Who says those who can’t, teach? Not those of us at the piano recital last Sunday at Shoreline Community College. The Music Department’s featured piano professors, Jensina Byington and Charles Enlow, drew standing ovations.
Think of Mozart’s ever-erupting melodies and fragments of melodies and Brahms’ tortured obsession with motif. Think of the recital’s last half devoted to Rachmaninov’s, sometimes subtle, sometimes blatant shifts in mood swing. There is a reason why some call works of his “The Rack.” Playing one is like being stretched out on one. It takes all you got.
Byington and Enlow set themselves up for that kind of challenge. They performed it, and performed it with style as well as explanations beforehand of what to listen for. Not bad for college professors with course caseloads and private lessons to keep up, don’t you think?
Rachmaninov’s Valse from Six Pieces for Four Hands, Opus 11, that the two played together to open the program, came off a little stiff and without quite all the bounce they were shooting for.
Byington picked up the pace with a noticeably spirited Allegretto from Mozart’s 10th Sonata. A little self-consciousness and hints of insecurity sneaked in here and there early on, in the major and minor chords in the Moderato and Cantabile.

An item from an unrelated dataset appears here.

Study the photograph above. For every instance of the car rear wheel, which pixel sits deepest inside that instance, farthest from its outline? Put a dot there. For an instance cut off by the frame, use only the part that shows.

But that Allegretto, wow! Byington forgot herself and took off, just her and Mozart and that swim of marvelous melodies that, down through the centuries, has come to fire up songwriters and composers across the boards, from rock and pop to classical.
Byington also got Brahms out in the open from his Four Piano Pieces, Opus 119, the Intermezzos in B and E minor and the one in C Major; and then took flight through the rhapsody in E-flat Major.
Brahms’ music can touch the heavens. But to get to it, you have to get through a left-brain the size of a chief accountant’s. The guy’s intellectuality snoops through details and more details. Byington soared.
I suspect Enlow and Rachmaninov were cut from the same cloth. The two got along famously through the second Sonata in B-flat minor, Opus 36. Both were decisive, commanding and authoritative; introspective, moody beyond belief; and manic to maddening intensity at times.
Talk about attention to accuracy. Rachmaninov killed his original of the Sonata by overworking it to death years later. Understanding that, Enlow played the original with transcription by Earl Wild. Rather than risk making a mistake, Enlow played with the sheet music before him rather than commit it to memory. The result was a trip through one of the 20th century’s most memorable examples of romanticism at its very best.
Offsetting the afternoon’s seriousness, Byington and Enlow concluded with a duet for piano that most of us have heard or danced to although we may not all know it by name, Rachmaninov’s Polka Italienne. The composer had to be in the most convivial of spirits when he wrote it. Byington and Enlow certainly left the rest of us that way.
This was the second in a series of piano recitals SCC’s Music Department is putting on to benefit their scholarship program for deserving students of piano. Is it worth supporting? Attend a recital. You’ll get closer in touch with things.